Destini analoghi e incrociati, quasi una maledizione che viaggia parallela sui binari Roma-Milano, poiché Roma e Milan incontratisi sabato scorso nell’anticipo serale della 19a di campionato, dando luogo a quel pareggio che oltre a non esser servito a nessuna delle due squadre, a nessuno è piaciuto, ora condividono quasi la medesima esperienza della svolta. Concretizzatasi con il cambio di panchina nel caso della società giallorossa – a Trigoria Garcia ha dato l’addio e si attende l’arrivo di Spalletti, nuovo allenatore ufficiale della Roma – ancora avvolta dalle nubi dell’ipotesi per quanto riguarda il Milan che deve affrontare il bivio Carpi, altro crocevia interessante.

E chi l’avrebbe mai detto che un match di Coppa Italia come quello in programma questa sera mercoledì 13 gennaio contro un club come il Carpi – tutt’altro che una big – poteva modificare i destini di una squadra come il Milan? Perdere in questo caso significherebbe sciupare l’occasione di ritrovarsi in semifinale contro un club di Serie B (lo Spezia) oppure di Lega Pro (l’Alessandria) e, dunque, la faccia. Cosa inaccettabile. Ecco perché Mihajlovic questa sera rischia tanto. Ecco il perché dell’intesa già raggiunta con Marcello Lippi in un colloquio avvenuto tra il presidente Silvio Berlusconi e l’ex ct della Nazionale.

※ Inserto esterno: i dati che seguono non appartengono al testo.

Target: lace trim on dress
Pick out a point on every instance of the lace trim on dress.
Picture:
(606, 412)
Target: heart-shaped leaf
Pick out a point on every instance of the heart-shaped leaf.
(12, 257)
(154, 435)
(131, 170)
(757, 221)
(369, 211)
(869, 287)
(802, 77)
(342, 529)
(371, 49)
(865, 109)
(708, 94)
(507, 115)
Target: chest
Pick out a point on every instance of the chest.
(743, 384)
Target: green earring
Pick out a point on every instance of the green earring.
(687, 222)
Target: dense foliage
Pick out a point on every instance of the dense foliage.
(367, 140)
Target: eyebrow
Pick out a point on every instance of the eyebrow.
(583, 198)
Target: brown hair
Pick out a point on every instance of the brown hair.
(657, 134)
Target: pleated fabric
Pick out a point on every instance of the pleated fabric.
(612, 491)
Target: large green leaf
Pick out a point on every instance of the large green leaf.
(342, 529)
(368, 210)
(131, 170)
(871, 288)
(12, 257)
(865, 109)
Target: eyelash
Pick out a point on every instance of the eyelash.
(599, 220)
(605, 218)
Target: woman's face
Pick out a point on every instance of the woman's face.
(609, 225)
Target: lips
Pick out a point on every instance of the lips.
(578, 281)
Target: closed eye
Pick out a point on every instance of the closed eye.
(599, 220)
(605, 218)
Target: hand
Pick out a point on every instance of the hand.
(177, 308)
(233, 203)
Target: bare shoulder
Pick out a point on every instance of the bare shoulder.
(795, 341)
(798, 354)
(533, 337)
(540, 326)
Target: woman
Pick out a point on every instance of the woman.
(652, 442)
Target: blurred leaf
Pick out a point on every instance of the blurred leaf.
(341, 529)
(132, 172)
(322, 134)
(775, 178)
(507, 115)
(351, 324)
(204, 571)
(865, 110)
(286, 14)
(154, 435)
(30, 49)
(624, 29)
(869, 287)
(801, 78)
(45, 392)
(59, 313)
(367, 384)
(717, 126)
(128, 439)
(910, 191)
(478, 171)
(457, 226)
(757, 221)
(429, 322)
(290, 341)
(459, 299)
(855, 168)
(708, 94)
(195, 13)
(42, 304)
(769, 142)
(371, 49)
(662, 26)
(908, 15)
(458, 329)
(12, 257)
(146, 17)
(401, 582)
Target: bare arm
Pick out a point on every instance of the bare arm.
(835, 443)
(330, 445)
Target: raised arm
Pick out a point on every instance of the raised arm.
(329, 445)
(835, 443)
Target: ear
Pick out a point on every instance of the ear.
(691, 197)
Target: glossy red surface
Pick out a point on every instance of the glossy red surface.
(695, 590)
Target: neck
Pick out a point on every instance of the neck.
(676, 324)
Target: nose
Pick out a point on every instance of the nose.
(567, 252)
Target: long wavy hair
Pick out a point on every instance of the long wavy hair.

L’ironia secca e tagliente che ha sempre contraddistinto il tecnico serbo, consente a Miha di scherzarci su “Vi regalo il titolo: «Milan, Carpi diem»“, ma lo stato delle cose a Milanello è molto serio e in continua evoluzione perché mentre si attende l’esito dei quarti di finale di Coppa Italia, si sta studiando l’eventuale durata del contratto di Lippi il quale non gradirebbe il ruolo di traghettatore ma che, di fatto, quello dovrebbe ricoprire nell’attesa che si liberi Antonio Conte (a sua volta “scagionato” dall’arrivo di Spalletti in giallorosso) dagli oneri con la Nazionale dopo gli Europei di Francia.